Ortofficina – Via Aquileia, 24a: se sentite voglia di vellutata, insalatona, torte salate e dolcetti vegani, questo è il vostro posto. Se volete sentirvi a casa e pasteggiare allo stesso tavolo con sconosciute, basta accomodarvi. Se volete fare una chiacchiera, le proprietarie ti sembreranno le amiche della porta accanto con le quali scambiarsi consigli o ricette.

Gabin

Gabin Food – via dei Rizzani 19: scoperto per caso, ad una lezione di marketing in cui il prof era il creatore degli slogan che accompagnano Gabin “gusto esclamativo”, geniabile alias geniale ed insuperabile”, ganzoso di “insolito e particolare”.. qui e solo qui, mangerete i cornicioni (la base calda, le aggiunte fredde e calde..non so come spiegarvelo..dovete assaggiarle!) con la particolarità di trovare ingredienti speciali tipo grano macinato a pietra, olio evo, sale e lievito madre, tutti rigorosamente biologici e lasciati lievitare a lungo, come piace a me!
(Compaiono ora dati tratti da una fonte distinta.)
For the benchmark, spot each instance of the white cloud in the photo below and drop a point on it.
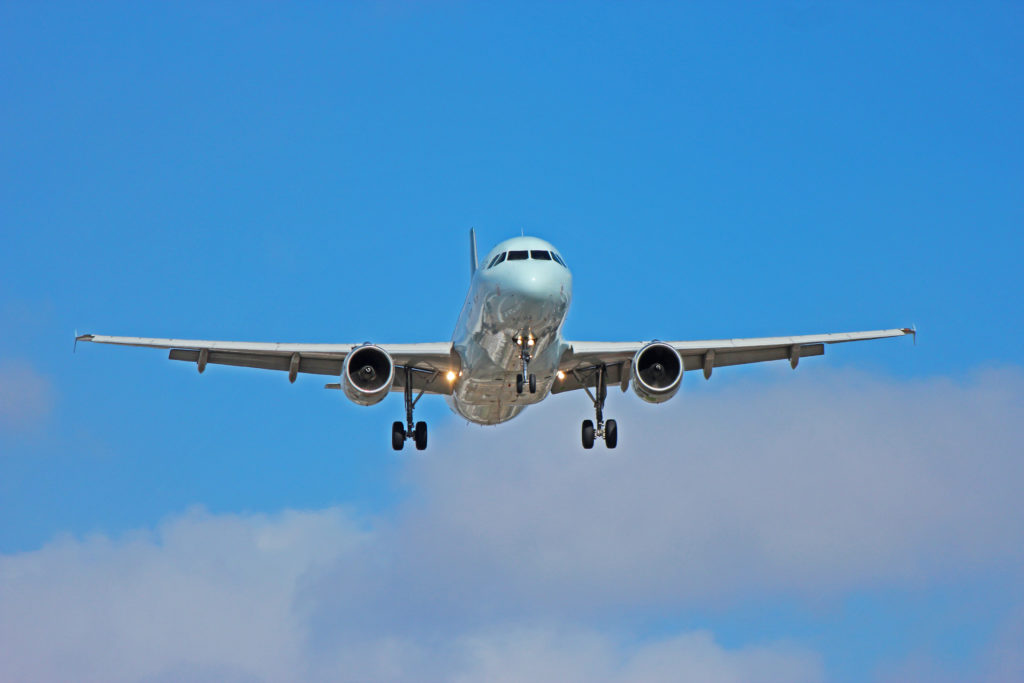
(26, 396)
(514, 543)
Oltre a burgers, pizza alta, piatti unici di carne e pesce. Beh ovviamente scordatevi la lubianska: qui ci sono note di pregio come la battuta di fassona toh. Ambiente da primo appuntamento sciallo o da serata con le amiche!

Hanami

Hanami – Viale Duodo 38a: dopo averne provati di ogni (Shi’s, Tokio, Osaka, Sakura, Yuxi..si ve ne ho messi dentro di ogni qualità), direi che una nota di merito va ad Hanami. Location di design, più in centro di altri, menu molto interessante, prezzi nella media dei top 3, servizio super attento, pulizia top. Particolarmente apprezzato il fritto che se non fosse fatto bene, non lo digerirei nemmeno con le bombe.

Il caffè dei libri

Il caffè dei libri: Via Poscolle, 65 – questo caffè è una chicca che offre eventi, libri, una bella atmosfera e del buon cibo. Prezzo da ristorantino chic seppure in un locale ben più informale, possiedo un menu stuzzicante con delle chicche niente male. Dimenticatevi la banalità. Qui il cibo è ricercato ed il menu ne è la conseguenza.